Jumanji: Welcome To The Jungle (2017)
Banyak film berbasis video game menutup mata akan gameplay sumber materinya sehingga gagal menghasilkan pengalaman yang sama. Sebagai pembiasaan acara menyenangkan, mereka bersikap terlalu serius. Seperti kita tahu, Jumanji: Welcome to the Jungle adalah sekuel Jumanji (1995) yang diangkat dari buku anak buatan Chris Van Allsburg. Tapi jikalau timbul pertanyaan "film apa yang menjadikan kesan serupa bermain video game?", inilah jawabannya. Gamers bakal tertawa sambil mengangguk paham mendapati bermacam-macam referensinya, penonton umum pun takkan terasing dan tersesat, sementara keempat tokoh utamanya tersesat di suatu dunia asing.
Dunia itu berada dalam video game. Ya, Jumanji yang 22 tahun kemudian berbentuk papan permainan sekarang yaitu Nintendo 90-an. Jangan tanya bagaimana. Anggap saja keajaiban. Keajaiban serupa turut mengubah Spencer, Bethany, Fridge, dan Martha, dari kuartet siswa Sekolah Menengan Atas bermasalah menjadi tokoh video game. Ini membahagiakan bagi Spencer, yang mempunyai otot besar sebagai Dr. Smolder Bravestone (Dwayne Johnson) atau Martha sebagai Ruby Roundhouse (Karen Gillan) yang atletis pula hebat sabung sambil menari. Sebaliknya, Fridge dibentuk kesal akhir perawakan tinggi tegapnya mengkerut ketika menempati tubuh Moose Finbar (Kevin Hart).

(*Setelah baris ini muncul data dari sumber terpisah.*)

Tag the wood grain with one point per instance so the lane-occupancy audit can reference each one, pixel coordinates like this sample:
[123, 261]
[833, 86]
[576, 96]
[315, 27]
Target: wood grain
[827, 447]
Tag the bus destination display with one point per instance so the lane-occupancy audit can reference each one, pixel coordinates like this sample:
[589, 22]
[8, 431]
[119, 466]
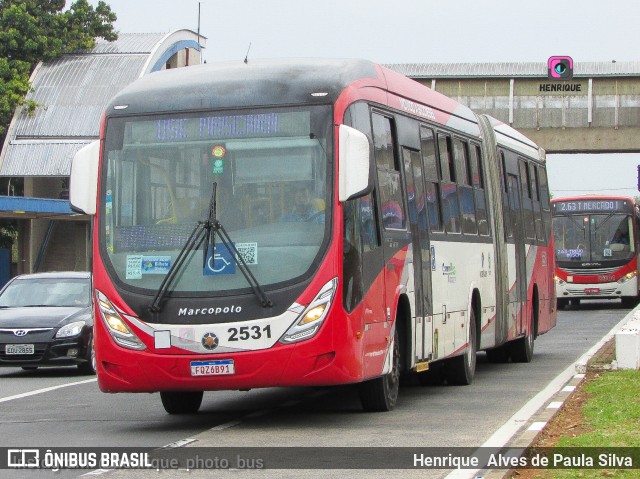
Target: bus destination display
[588, 206]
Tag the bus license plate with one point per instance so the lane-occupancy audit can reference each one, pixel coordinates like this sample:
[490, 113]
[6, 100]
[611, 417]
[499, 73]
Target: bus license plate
[19, 349]
[219, 367]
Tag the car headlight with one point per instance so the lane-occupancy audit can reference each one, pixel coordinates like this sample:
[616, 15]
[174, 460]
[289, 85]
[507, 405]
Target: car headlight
[308, 323]
[70, 330]
[627, 277]
[116, 326]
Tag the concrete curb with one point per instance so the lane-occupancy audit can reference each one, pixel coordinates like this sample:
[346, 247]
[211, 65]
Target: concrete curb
[553, 398]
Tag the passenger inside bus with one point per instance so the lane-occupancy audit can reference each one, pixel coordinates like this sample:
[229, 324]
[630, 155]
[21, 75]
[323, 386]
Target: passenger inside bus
[619, 238]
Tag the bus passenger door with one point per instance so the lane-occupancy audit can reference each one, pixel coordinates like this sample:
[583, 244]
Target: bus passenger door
[518, 296]
[422, 336]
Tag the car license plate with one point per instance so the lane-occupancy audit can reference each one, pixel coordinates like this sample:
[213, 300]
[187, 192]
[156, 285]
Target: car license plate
[19, 349]
[218, 367]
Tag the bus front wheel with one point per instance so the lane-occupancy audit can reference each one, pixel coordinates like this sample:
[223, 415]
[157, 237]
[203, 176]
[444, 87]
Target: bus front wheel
[380, 394]
[181, 402]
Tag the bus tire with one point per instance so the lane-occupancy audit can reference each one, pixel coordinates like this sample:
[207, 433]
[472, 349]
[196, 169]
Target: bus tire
[381, 394]
[461, 369]
[181, 402]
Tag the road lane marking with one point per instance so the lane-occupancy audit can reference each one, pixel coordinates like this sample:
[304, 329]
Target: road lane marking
[46, 390]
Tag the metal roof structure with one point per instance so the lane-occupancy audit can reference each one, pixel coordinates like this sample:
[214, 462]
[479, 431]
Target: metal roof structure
[72, 92]
[512, 70]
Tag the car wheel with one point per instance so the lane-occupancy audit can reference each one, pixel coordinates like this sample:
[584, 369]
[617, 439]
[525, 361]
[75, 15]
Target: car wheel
[89, 366]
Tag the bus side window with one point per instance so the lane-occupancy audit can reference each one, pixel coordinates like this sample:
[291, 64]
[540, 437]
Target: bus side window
[526, 204]
[478, 188]
[465, 190]
[506, 208]
[355, 239]
[390, 187]
[432, 178]
[544, 203]
[448, 186]
[535, 192]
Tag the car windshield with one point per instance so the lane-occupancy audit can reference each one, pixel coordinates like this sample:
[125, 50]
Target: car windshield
[56, 292]
[270, 168]
[593, 237]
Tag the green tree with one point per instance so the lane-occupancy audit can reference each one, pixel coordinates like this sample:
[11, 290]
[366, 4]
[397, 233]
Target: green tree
[38, 30]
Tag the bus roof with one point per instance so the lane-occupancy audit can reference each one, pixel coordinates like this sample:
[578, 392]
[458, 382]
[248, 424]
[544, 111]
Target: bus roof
[269, 83]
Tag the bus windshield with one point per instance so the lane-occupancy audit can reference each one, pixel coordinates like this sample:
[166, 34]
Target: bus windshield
[598, 237]
[270, 167]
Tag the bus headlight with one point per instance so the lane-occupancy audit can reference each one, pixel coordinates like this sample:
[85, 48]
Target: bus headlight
[310, 320]
[627, 277]
[116, 326]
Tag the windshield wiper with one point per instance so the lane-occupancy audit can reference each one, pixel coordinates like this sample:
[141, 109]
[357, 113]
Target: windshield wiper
[213, 226]
[195, 240]
[204, 232]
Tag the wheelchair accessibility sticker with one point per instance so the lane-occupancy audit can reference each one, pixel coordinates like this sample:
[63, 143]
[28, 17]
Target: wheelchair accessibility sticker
[220, 262]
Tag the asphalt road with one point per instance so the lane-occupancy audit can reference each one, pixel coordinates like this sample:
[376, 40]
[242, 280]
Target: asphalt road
[68, 410]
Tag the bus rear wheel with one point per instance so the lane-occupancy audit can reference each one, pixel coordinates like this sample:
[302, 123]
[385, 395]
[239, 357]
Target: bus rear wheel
[381, 394]
[181, 402]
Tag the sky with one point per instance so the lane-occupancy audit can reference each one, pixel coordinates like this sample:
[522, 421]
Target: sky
[418, 31]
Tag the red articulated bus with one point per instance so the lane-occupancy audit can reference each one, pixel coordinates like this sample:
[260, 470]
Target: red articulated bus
[596, 242]
[309, 222]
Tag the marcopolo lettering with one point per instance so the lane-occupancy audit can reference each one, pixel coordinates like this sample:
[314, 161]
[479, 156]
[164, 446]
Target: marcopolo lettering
[233, 309]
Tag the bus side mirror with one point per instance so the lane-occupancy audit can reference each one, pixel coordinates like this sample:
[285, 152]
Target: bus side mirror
[353, 177]
[83, 187]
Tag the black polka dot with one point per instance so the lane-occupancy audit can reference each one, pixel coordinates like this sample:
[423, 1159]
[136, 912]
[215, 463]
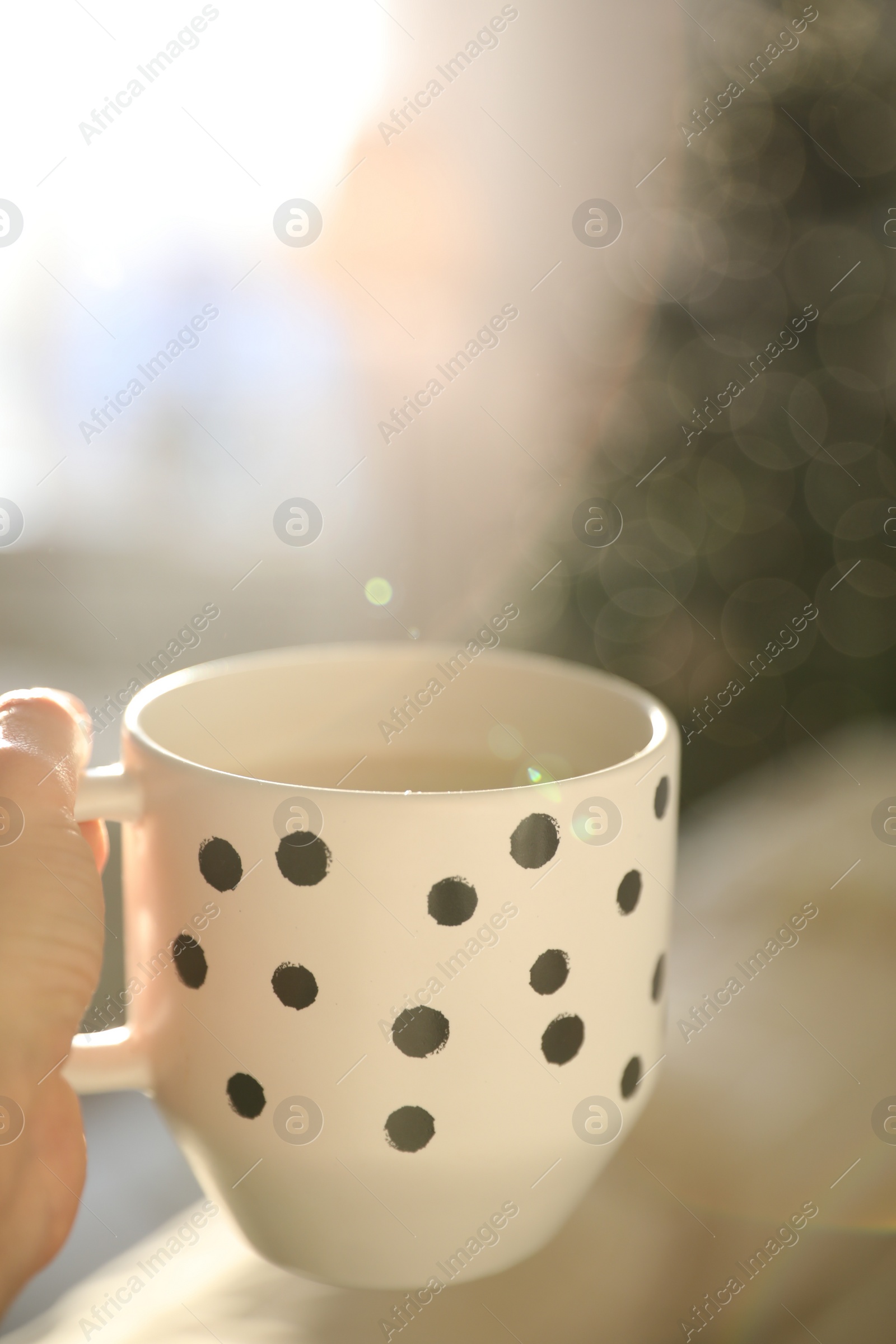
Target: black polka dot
[295, 986]
[562, 1039]
[629, 892]
[419, 1032]
[220, 865]
[535, 841]
[452, 901]
[190, 960]
[301, 861]
[631, 1076]
[246, 1096]
[410, 1128]
[548, 972]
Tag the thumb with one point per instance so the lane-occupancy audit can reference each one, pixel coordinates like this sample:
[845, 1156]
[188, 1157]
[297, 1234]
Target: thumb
[52, 926]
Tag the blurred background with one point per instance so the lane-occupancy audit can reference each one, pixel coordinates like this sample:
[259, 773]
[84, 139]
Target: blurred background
[740, 514]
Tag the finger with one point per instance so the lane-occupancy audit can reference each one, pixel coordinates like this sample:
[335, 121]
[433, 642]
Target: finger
[97, 838]
[52, 908]
[45, 744]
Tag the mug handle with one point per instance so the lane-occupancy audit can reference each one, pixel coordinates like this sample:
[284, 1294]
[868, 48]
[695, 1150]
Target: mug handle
[108, 1061]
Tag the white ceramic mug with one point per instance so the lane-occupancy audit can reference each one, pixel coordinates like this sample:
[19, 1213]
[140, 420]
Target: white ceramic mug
[395, 924]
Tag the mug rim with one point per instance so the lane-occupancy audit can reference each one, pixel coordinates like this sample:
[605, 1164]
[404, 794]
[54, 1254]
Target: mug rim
[655, 711]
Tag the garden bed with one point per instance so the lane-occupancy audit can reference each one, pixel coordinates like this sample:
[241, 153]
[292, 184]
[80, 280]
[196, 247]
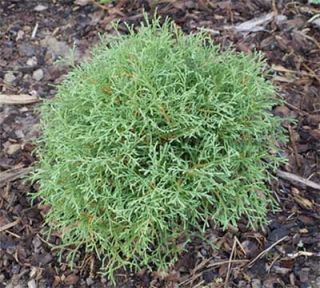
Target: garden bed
[35, 34]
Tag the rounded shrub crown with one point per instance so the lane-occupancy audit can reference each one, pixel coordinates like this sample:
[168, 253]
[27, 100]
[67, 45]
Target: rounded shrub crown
[155, 136]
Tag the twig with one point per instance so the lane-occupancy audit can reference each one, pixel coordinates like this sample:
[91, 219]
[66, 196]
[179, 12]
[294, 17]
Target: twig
[9, 225]
[298, 179]
[235, 261]
[266, 251]
[302, 253]
[34, 32]
[18, 99]
[230, 263]
[215, 264]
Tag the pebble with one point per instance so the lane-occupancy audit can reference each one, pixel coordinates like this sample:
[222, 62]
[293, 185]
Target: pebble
[9, 78]
[256, 283]
[55, 48]
[26, 49]
[89, 281]
[32, 61]
[32, 284]
[40, 8]
[38, 74]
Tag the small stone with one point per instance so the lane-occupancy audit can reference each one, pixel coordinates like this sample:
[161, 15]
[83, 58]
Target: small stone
[13, 148]
[71, 279]
[55, 48]
[89, 281]
[256, 283]
[316, 22]
[38, 74]
[32, 284]
[26, 50]
[32, 61]
[40, 8]
[9, 78]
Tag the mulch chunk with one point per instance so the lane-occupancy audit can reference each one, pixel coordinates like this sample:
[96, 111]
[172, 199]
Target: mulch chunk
[35, 34]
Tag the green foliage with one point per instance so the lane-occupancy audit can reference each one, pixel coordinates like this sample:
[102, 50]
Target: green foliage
[105, 1]
[155, 136]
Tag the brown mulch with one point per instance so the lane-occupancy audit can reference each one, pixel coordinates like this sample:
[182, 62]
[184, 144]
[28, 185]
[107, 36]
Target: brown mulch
[35, 34]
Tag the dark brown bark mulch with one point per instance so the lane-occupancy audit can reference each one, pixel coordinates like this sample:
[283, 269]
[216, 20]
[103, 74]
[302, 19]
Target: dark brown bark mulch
[286, 253]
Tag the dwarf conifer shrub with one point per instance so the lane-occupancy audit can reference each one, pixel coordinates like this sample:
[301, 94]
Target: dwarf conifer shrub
[155, 136]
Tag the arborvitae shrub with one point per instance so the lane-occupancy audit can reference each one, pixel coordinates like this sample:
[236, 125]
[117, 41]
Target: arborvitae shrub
[156, 135]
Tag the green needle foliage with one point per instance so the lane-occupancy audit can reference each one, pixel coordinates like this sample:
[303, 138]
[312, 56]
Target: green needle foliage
[155, 136]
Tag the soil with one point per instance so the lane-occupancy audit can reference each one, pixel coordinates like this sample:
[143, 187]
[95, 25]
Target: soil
[35, 34]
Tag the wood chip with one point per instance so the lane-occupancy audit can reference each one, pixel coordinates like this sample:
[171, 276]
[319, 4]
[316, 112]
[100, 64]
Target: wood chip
[9, 225]
[18, 99]
[298, 180]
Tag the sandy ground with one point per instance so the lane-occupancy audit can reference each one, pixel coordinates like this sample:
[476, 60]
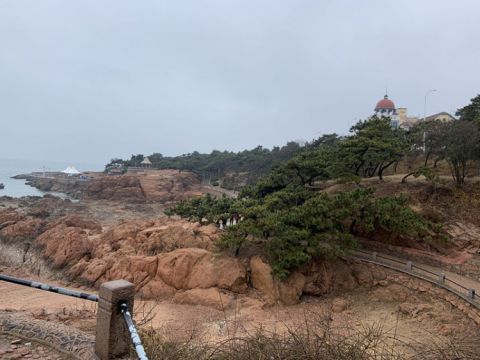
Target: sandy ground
[435, 320]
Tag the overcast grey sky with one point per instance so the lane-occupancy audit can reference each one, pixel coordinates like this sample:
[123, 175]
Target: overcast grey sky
[89, 80]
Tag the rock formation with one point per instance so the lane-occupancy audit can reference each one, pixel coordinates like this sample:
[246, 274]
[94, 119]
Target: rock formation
[166, 259]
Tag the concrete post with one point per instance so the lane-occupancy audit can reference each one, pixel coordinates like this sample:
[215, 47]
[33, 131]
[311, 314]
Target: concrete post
[112, 337]
[441, 278]
[471, 293]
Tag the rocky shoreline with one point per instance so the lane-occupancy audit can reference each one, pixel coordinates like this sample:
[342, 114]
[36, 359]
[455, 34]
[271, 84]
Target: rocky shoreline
[152, 186]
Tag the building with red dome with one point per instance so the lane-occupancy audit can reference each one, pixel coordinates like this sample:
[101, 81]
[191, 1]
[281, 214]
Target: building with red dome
[399, 118]
[386, 108]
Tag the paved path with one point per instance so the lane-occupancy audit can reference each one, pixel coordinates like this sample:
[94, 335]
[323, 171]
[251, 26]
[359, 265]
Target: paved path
[458, 284]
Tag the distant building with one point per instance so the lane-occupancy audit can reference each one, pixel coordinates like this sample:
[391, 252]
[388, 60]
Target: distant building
[399, 117]
[146, 163]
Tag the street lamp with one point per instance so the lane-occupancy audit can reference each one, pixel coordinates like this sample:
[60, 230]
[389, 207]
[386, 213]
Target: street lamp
[425, 103]
[425, 117]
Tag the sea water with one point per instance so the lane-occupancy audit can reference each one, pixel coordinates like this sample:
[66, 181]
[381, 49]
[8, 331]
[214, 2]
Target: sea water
[18, 188]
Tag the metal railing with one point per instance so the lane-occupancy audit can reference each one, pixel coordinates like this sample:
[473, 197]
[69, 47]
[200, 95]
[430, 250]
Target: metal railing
[122, 306]
[437, 278]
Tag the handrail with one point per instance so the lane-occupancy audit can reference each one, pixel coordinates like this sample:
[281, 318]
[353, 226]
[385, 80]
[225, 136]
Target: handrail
[123, 307]
[137, 343]
[41, 286]
[438, 279]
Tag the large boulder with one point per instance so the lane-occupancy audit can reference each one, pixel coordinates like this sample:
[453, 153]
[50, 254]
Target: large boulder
[63, 245]
[20, 231]
[211, 297]
[287, 292]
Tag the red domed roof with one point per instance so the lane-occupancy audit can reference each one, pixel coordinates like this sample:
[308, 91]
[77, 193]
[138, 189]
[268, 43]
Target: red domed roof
[385, 103]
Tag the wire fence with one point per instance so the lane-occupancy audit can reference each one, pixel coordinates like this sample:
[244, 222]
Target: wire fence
[123, 306]
[438, 278]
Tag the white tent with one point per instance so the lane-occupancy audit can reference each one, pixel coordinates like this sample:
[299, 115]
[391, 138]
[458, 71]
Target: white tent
[70, 170]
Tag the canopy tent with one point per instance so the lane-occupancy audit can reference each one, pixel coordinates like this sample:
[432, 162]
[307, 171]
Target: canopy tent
[146, 161]
[70, 170]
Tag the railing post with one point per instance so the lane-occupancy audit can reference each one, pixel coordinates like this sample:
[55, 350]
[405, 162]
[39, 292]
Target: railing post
[409, 265]
[112, 337]
[471, 293]
[441, 278]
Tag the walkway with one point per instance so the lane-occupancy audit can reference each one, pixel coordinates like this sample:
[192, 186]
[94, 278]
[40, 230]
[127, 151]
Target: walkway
[464, 287]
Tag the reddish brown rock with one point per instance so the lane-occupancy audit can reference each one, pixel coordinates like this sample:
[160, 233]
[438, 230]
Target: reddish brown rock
[207, 297]
[22, 230]
[64, 245]
[339, 305]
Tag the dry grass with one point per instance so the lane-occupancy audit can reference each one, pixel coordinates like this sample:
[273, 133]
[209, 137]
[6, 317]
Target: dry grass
[318, 341]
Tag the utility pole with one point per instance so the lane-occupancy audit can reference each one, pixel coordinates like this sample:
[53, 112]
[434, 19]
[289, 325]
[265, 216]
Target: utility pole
[425, 117]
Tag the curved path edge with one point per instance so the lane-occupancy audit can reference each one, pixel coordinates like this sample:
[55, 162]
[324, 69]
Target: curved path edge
[387, 262]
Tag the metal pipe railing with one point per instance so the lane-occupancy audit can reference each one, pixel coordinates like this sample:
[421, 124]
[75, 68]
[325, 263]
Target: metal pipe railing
[50, 288]
[137, 342]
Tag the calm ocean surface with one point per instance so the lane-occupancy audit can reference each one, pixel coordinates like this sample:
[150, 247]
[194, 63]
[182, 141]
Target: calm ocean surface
[17, 188]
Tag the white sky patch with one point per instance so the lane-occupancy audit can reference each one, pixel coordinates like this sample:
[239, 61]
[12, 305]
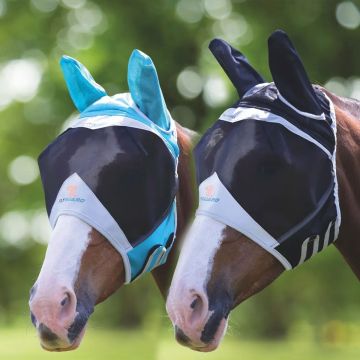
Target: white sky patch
[218, 9]
[190, 11]
[45, 6]
[348, 15]
[215, 91]
[23, 170]
[235, 28]
[40, 227]
[2, 8]
[344, 87]
[20, 80]
[73, 4]
[14, 228]
[189, 83]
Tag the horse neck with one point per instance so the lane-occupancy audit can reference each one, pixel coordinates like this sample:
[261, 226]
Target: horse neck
[185, 201]
[348, 172]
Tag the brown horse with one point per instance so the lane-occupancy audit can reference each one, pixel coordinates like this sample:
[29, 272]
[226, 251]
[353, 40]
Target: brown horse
[219, 267]
[81, 267]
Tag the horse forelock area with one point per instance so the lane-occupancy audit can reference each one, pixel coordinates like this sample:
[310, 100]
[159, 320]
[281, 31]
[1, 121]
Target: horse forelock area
[184, 206]
[348, 172]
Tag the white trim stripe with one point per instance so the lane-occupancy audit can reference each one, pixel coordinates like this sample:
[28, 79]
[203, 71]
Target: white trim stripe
[303, 113]
[244, 113]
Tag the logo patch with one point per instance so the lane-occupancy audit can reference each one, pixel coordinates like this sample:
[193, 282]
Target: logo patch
[209, 194]
[71, 191]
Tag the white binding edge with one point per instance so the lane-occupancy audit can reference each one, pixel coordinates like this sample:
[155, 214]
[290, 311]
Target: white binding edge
[336, 185]
[244, 113]
[303, 113]
[247, 226]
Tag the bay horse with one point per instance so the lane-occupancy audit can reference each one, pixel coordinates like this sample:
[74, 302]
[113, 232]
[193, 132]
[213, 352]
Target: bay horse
[117, 188]
[277, 174]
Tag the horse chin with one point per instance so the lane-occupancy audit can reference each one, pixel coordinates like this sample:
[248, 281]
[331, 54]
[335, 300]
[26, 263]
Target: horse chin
[66, 347]
[196, 344]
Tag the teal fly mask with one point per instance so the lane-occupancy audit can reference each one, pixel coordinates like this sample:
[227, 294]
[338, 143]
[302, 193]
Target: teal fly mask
[115, 166]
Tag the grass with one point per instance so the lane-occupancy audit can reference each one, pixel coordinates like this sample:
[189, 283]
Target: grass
[21, 343]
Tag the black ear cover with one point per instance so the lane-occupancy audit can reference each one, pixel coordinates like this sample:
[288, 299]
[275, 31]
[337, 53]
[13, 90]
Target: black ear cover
[289, 74]
[236, 66]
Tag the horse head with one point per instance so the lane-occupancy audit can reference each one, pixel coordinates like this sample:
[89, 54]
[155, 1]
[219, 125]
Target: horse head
[110, 182]
[268, 196]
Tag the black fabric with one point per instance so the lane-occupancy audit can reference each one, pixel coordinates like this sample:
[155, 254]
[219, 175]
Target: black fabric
[130, 171]
[289, 74]
[235, 65]
[278, 177]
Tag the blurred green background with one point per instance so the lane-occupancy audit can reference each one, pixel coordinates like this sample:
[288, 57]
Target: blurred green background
[311, 312]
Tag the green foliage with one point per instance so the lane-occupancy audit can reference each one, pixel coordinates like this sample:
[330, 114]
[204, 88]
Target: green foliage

Setidaknya penderitaan Fridge tidak setara Bethany. Hilang sudah paras elok dan rambut pirang (dan telepon genggam), berganti jenggot lebat dan perut buncit Professor Sheldon Oberon (Jack Black). Melihat Dwayne Johnson kagum pada tubuh kekarnya, sebagaimana kita para insan biasa kerap rasakan Kevin Hart heboh mengeluhkan keadaan, hingga ketangguhan bertarung serta kecanggungan Karen Gillan berlagak seksi terang menghibur. Namun Jack Black dengan tingkah "anggun" yang bukan parodi murahan terhadap laki-laki feminin memberi pesona terkuat, bukti bahwa sang pelawak belum habis.
Perjalanan berikutnya sederhana. Keempatnya mesti menyelamatkan dunia Jumanji, menjelajahi hutan, menghadapi serbuan kudanil buas, segerombol badak, hingga ular berbisa. Kemasan agresi dalam penyutradaraan Jake Kasdan (Bad Teacher, Sex Tape) memang menyenangkan walau detail tiap set-piece mudah terlupakan begitu kita meninggalkan bioskop. Menariknya, justru para huruf yang sanggup bertahan usang di ingatan berkat penokohan khas, juga porsi merata, baik momen agresi maupun komedi. Bermain video game perlu fatwa taktis, dan mereka berempat memperlihatkan itu kala menghadapi setumpuk rintangan.
Jatah nyawa, NPC (Non-Player Character) dengan kemampuan bicara sebatas isyarat samar kolam sandi, merupakan segelintir cara Jumanji: Welcome to the Jungle bersenang-senang memakai ciri video game. Tidak muluk pula usungan pesannya, sekedar "we can make new friends by playing multiplayer video game", yang mana kerap terjadi di keseharian kita. Kisah persahabatan (berbumbu romansa) ditangani dengan baik, membuat epilog hangat meski tidak mencapai level emosional setinggi reuni Alan dan Sarah di film pertama.
Jumanji: Welcome to the Jungle memilih menekan nostalgia secukupnya, hanya secuil acuan berupa nama dua tokoh, termasuk versi lain Van Pelt (Bobby Cannavale) selaku antagonis. Tidak menyerupai pendahulunya, Jumanji: Welcome to the Jungle takkan meraih status tontonan keluarga klasik, apalagi di tengah seringnya keterlibatan Dwayne Johnson pada suguhan agresi petualangan. Pun empat bulan lagi, kita segera melihatnya memerankan action hero, bertarung melawan hewan-hewan liar di tengah hutan belantara (sebelum berlanjut ke sentra kota) sambil mengenakan kemeja berwarna abu-abu yang sama dalam Rampage. But this is fun and that should be enough.